In the motion, Apple pointed out that even though Koh had initially said that Apple’s patent was likely not valid, she did agree that Apple would suffer harm from competition with the Galaxy Tab 10.1. In addition, Apple stressed that the appeals court also agreed that Apple would suffer from competition with the Galaxy Tab.
“This Court should now promptly enter a preliminary injunction to protect Apple from the continuing irreparable harm that this Court found five months ago was likely to occur in the absence of such relief,” Apple concluded.
The Friday motion was first reported by Florian Mueller’s Foss Patents blog.

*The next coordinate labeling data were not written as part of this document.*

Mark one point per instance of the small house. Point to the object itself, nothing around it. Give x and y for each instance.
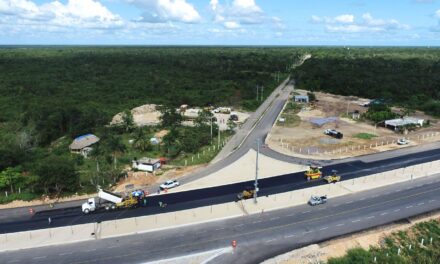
(301, 98)
(146, 164)
(81, 145)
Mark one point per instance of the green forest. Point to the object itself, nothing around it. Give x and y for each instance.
(51, 95)
(408, 77)
(419, 244)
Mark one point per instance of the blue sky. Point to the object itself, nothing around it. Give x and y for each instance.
(221, 22)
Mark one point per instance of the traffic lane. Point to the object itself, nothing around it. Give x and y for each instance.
(202, 197)
(221, 194)
(156, 245)
(279, 224)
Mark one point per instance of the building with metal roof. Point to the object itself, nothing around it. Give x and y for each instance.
(401, 122)
(82, 142)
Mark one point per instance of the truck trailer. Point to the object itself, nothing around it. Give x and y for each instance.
(110, 201)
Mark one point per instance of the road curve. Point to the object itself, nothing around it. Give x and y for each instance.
(258, 236)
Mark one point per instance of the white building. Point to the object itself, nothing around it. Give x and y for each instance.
(146, 164)
(398, 123)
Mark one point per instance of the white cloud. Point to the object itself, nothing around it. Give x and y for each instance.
(231, 25)
(160, 11)
(75, 13)
(237, 13)
(347, 24)
(345, 18)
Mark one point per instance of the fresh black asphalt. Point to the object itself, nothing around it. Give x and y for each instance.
(211, 196)
(258, 237)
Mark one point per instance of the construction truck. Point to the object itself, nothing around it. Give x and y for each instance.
(332, 178)
(313, 173)
(110, 201)
(247, 193)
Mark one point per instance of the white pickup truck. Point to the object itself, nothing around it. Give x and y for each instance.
(111, 201)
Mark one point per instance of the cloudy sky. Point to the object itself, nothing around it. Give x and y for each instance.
(221, 22)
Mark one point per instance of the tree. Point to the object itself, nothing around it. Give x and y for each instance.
(141, 140)
(57, 174)
(170, 117)
(114, 145)
(127, 120)
(231, 125)
(10, 177)
(204, 117)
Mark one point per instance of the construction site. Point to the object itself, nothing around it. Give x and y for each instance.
(304, 129)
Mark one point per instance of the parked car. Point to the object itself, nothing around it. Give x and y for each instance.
(169, 184)
(403, 141)
(316, 200)
(333, 133)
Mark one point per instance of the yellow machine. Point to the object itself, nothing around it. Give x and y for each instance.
(247, 193)
(332, 178)
(313, 173)
(128, 202)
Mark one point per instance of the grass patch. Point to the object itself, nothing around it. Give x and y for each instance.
(366, 136)
(290, 115)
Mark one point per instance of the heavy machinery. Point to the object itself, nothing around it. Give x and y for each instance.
(313, 173)
(111, 201)
(247, 193)
(332, 178)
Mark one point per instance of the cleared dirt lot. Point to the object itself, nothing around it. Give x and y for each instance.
(303, 137)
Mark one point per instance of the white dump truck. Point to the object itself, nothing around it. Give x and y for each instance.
(109, 201)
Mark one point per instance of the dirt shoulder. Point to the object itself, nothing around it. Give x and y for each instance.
(339, 247)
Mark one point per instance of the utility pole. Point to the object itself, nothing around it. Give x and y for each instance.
(218, 144)
(256, 172)
(211, 128)
(257, 92)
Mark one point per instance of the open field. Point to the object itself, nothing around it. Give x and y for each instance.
(299, 135)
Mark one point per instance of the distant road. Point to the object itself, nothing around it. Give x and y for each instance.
(258, 237)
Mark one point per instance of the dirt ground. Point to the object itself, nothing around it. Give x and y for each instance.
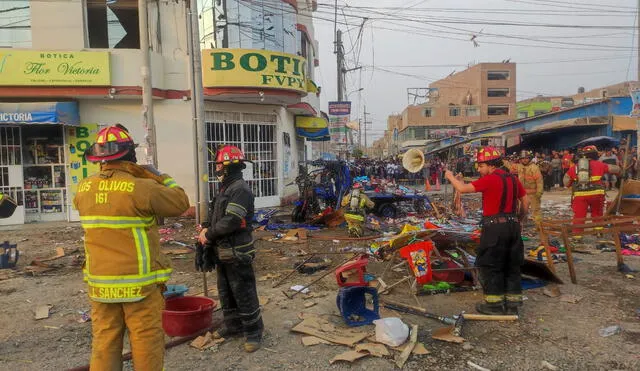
(560, 333)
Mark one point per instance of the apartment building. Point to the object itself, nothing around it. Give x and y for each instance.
(485, 92)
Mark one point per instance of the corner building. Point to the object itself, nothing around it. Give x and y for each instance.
(68, 68)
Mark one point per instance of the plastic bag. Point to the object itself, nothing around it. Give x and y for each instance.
(391, 331)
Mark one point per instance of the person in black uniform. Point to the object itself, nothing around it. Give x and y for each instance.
(500, 255)
(227, 245)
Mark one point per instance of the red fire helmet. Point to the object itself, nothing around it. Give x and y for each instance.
(228, 155)
(112, 143)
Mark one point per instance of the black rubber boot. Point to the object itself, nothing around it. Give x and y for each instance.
(252, 343)
(494, 309)
(512, 308)
(225, 332)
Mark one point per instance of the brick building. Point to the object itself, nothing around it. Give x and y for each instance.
(483, 93)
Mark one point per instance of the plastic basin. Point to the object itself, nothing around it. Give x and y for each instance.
(175, 290)
(186, 315)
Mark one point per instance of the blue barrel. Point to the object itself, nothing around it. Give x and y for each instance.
(351, 302)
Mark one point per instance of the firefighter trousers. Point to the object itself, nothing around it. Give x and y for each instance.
(499, 259)
(535, 208)
(143, 319)
(583, 204)
(239, 299)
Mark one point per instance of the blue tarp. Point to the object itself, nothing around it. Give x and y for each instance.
(65, 113)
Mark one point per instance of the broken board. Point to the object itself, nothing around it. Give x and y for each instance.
(319, 327)
(540, 270)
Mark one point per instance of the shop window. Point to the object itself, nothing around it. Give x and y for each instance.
(255, 135)
(15, 24)
(268, 25)
(44, 173)
(113, 24)
(497, 110)
(498, 75)
(472, 111)
(497, 92)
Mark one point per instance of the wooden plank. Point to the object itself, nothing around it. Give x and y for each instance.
(544, 238)
(567, 245)
(407, 351)
(618, 244)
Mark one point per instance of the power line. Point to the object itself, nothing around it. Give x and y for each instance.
(414, 31)
(633, 35)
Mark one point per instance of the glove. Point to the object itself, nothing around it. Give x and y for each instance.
(209, 258)
(152, 170)
(199, 261)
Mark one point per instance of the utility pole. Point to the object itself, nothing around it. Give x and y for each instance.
(340, 63)
(638, 56)
(366, 123)
(360, 134)
(197, 106)
(147, 89)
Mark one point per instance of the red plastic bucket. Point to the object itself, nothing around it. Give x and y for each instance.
(417, 254)
(184, 316)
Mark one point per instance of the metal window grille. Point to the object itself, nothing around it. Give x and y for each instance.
(255, 135)
(10, 155)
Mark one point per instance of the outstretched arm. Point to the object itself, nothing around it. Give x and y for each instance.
(459, 185)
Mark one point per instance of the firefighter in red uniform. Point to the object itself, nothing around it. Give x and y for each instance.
(500, 255)
(585, 180)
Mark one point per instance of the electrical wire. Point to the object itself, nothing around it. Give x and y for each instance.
(635, 19)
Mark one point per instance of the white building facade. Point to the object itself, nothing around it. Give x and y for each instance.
(69, 67)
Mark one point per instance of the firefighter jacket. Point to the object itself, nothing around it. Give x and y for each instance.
(595, 187)
(530, 177)
(363, 203)
(231, 216)
(118, 208)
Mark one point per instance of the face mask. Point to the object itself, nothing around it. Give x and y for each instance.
(220, 172)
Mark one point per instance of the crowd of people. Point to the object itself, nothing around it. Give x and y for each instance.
(553, 164)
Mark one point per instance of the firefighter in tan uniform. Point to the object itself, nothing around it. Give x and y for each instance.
(124, 268)
(531, 178)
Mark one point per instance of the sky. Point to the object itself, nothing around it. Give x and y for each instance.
(558, 46)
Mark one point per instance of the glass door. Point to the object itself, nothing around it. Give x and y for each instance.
(11, 180)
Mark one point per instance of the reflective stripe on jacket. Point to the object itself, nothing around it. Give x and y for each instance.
(530, 177)
(118, 209)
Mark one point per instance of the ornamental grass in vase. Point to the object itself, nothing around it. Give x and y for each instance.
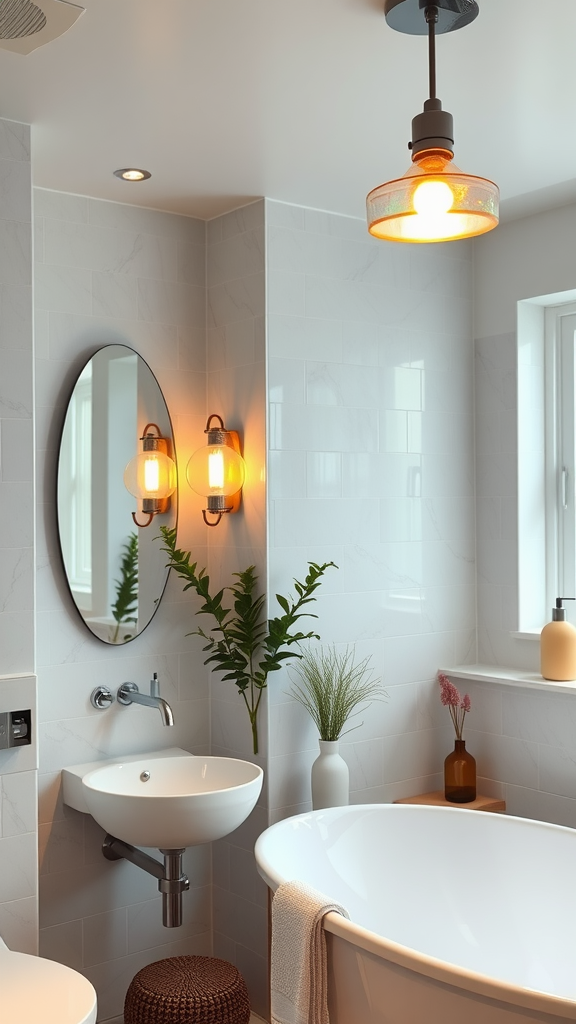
(332, 687)
(459, 767)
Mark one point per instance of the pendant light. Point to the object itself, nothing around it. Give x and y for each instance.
(435, 201)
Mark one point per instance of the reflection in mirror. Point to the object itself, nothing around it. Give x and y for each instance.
(115, 571)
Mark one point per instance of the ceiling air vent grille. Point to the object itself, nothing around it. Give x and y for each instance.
(19, 17)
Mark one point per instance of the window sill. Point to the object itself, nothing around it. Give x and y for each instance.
(508, 677)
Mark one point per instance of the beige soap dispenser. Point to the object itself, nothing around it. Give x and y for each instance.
(558, 645)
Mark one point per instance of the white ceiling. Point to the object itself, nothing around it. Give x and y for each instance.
(309, 101)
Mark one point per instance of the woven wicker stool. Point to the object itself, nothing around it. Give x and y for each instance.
(188, 990)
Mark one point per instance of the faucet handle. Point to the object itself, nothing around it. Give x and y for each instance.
(123, 695)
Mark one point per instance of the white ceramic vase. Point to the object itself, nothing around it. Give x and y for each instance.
(330, 777)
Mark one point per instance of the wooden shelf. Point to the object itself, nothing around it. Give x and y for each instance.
(439, 800)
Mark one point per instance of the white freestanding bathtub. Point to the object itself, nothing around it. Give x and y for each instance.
(457, 916)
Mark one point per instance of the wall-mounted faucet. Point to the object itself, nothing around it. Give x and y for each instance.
(129, 693)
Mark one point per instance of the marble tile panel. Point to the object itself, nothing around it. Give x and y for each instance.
(287, 474)
(527, 803)
(117, 250)
(242, 921)
(106, 936)
(304, 338)
(407, 662)
(15, 311)
(372, 475)
(170, 302)
(323, 428)
(505, 758)
(15, 194)
(176, 226)
(312, 520)
(111, 295)
(18, 925)
(323, 222)
(286, 294)
(244, 878)
(284, 215)
(59, 206)
(341, 384)
(324, 474)
(245, 218)
(16, 451)
(238, 299)
(16, 641)
(448, 607)
(14, 140)
(16, 580)
(64, 944)
(19, 864)
(18, 803)
(401, 519)
(361, 344)
(287, 381)
(15, 384)
(365, 763)
(239, 256)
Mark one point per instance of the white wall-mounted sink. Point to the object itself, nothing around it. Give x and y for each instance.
(170, 801)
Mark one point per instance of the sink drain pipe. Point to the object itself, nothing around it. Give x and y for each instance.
(171, 882)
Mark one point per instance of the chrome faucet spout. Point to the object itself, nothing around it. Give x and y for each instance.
(129, 693)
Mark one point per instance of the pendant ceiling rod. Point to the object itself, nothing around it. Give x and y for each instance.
(432, 20)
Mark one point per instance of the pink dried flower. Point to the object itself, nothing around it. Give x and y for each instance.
(448, 692)
(451, 698)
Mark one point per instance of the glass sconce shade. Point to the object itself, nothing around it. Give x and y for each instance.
(217, 471)
(434, 202)
(151, 474)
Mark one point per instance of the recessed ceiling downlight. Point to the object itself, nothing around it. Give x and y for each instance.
(132, 174)
(26, 25)
(21, 17)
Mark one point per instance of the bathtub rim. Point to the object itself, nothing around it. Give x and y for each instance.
(406, 956)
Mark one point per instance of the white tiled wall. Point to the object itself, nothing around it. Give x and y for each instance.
(360, 354)
(236, 352)
(110, 273)
(526, 741)
(370, 406)
(18, 885)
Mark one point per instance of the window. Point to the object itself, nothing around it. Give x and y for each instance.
(546, 420)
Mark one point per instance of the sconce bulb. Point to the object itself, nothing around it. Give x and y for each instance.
(214, 470)
(151, 474)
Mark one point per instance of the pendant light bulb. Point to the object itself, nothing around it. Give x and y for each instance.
(435, 201)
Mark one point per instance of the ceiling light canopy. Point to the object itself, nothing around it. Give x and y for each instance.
(132, 174)
(434, 201)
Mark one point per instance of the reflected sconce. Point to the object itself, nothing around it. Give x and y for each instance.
(151, 475)
(216, 471)
(435, 201)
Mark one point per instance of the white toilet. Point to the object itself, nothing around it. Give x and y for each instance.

If the court-mandated settlement talks between the two companies fail, Koh could grant Apple’s request for the injunction to be handed down without a hearing.
However, Koh is scheduled to hear arguments on June 7 for a separate injunction Apple has requested, against Samsung’s Galaxy Nexus smartphone. She could also hear further arguments on the Tab 10.1 injunction at that time, Mueller suggested.
Apple sued Samsung last year for violations of multiple patents and trademarks in Android-based smartphones and tablets. Samsung has countersued. Apple filed a separate suit against Samsung this year on products released after the first suit was filed.
Apple and Samsung are litigating about 50 different lawsuits in several countries. In Germany, a Dusseldorf court is set hear on June 5 an appeal from Apple, which is seeking an injunction preventing Samsung Electronics from selling the Galaxy Tab 10.1N, a tablet modified to beat an earlier injunction against the 10.1 version of the product in the country.